As with the entire series of ten books, Martin Beck is the pole that holds the tent up in The Locked Room. His presence looms over every page whether he is actually on it or not. To me Beck is the original grinder, an empathist who takes it all in and grinds it constantly in his head. He grinds the case down to powder and only then does he see the solution. He operates with a certain melancholy that is just right He is alone but not lonely. He is the thinking man's detective. The writer Joseph Wambaugh once said that the best crime stories are not about how a cop works on a case, but how a case works on a cop. Martin Beck is a most fitting example of the accuracy of this. And The Locked Room is a most fitting case for him to work and be worked upon.
The bells of St Maria struck two as she came out from the metro station on Wollmar Yxkullsgatan. Before hurrying on towards the Maria Square she halted and lit a cigarette.
The din of the church bells reverberated through the air, reminding her of the dreary Sundays of her childhood. She'd been born and grown up only a few blocks from the Church of St Maria, where she'd also been christened and confirmed - the latter almost twelve years ago. All she could remember about her confirmation classes was having asked the vicar what Strindberg had meant when he'd written of the "melancholy descant” of the St Maria bells. But she couldn't recall his answer.
The sun was beating down on her back. After crossing St Paulsgatan she eased her pace, not wishing to break into a sweat All of a sudden she realized how nervous she was and regretted not having taken a tranquillizer before leaving home.

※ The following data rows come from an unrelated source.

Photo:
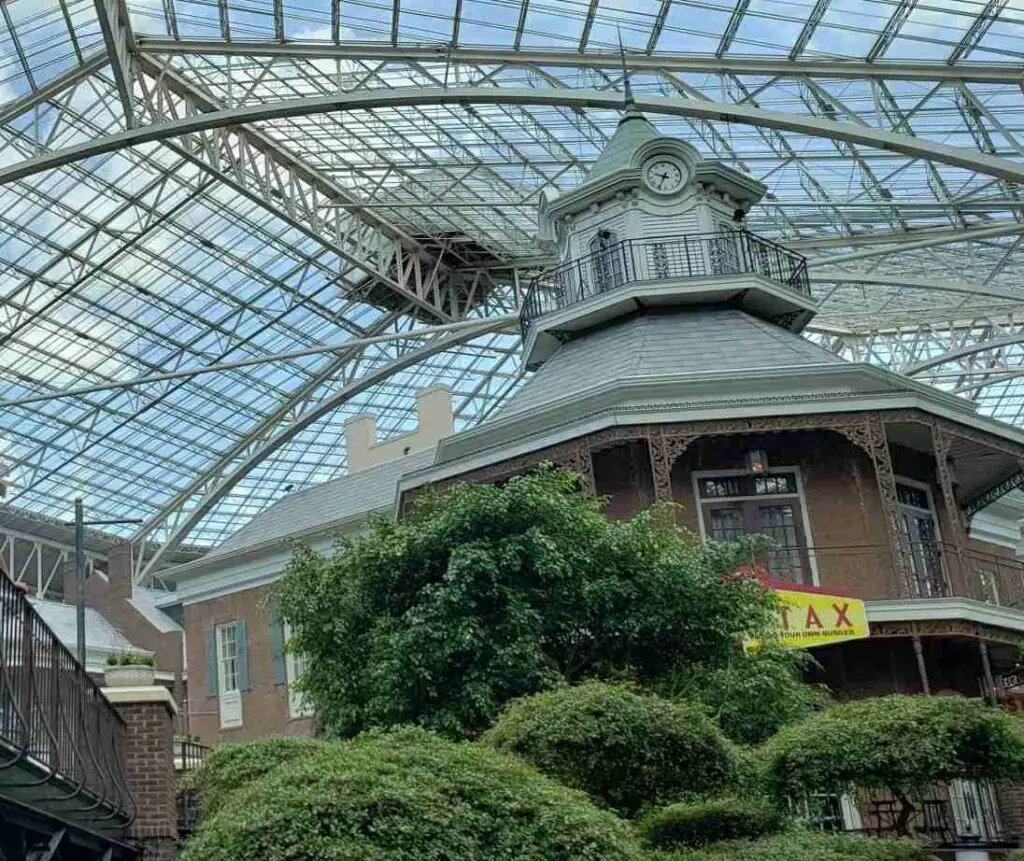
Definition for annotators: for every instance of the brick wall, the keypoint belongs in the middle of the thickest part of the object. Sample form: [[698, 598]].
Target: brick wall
[[111, 599], [148, 757], [264, 705]]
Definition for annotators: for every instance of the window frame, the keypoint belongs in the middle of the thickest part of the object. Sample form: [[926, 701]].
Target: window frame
[[800, 496], [292, 675], [219, 640]]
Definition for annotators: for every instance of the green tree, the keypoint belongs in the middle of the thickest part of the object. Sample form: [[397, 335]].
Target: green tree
[[625, 749], [408, 795], [489, 593], [897, 743], [752, 695]]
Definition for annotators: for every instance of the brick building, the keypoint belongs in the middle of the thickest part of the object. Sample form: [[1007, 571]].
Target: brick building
[[669, 367]]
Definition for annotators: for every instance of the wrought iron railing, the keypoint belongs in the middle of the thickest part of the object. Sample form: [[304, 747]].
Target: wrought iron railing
[[913, 569], [60, 740], [963, 813], [188, 754], [659, 258]]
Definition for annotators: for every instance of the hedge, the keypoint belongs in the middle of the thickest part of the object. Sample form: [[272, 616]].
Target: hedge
[[708, 821], [625, 749], [227, 768], [804, 846], [409, 795]]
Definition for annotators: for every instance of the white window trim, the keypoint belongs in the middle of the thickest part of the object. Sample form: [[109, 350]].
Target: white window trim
[[291, 676], [801, 494], [218, 644]]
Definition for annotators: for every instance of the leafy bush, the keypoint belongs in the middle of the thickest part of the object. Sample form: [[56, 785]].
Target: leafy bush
[[227, 768], [624, 749], [754, 694], [130, 659], [409, 795], [488, 593], [804, 846], [710, 820], [898, 743]]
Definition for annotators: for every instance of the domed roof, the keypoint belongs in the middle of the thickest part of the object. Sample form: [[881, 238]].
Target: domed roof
[[634, 131]]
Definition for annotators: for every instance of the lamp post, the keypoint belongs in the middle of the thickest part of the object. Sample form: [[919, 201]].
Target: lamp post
[[80, 524]]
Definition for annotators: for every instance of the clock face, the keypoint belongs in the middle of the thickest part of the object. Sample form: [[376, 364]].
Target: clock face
[[664, 175]]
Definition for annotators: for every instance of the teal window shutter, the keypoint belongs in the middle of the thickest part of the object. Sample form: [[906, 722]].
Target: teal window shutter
[[211, 660], [278, 649], [243, 656]]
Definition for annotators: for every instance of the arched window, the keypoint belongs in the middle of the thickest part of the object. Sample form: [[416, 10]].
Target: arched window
[[606, 261]]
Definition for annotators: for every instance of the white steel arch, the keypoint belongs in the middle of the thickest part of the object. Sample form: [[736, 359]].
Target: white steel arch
[[199, 122], [380, 171]]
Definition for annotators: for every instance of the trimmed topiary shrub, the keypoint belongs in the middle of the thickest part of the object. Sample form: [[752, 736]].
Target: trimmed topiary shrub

Reaching the fountain in the middle of the square, she dipped her handkerchief in the cool water and, walking away, sat down on a bench in the shade of the trees. She took off her glasses and rubbed her face with the wet handkerchief, polished her glasses with the hem of her light-blue shirt, and put them on again. The large lenses reflected the light, concealing the upper half of her face. She took off her wide-rimmed blue denim hat, lifted up her straight blonde hair, so long it brushed against her shoulders, and wiped the nape of her neck. Then, putting on her hat, she pulled it down over her brow and sat quite still, her handkerchief crum¬pled up into a ball between her hands.
After a while she spread the handkerchief out beside her on the bench and wiped the palms of her hands on her jeans. She looked at her watch: half past two. A few minutes to calm down before she had to go.
When the clock struck 2.45 she opened the flap of the dark-green canvas shoulder bag that lay in her lap, picked up her handkerchief, which by now was completely dry, and without folding it slipped it into the bag. Then she got up, slung the leather strap of the bag over her right shoulder, and started walking.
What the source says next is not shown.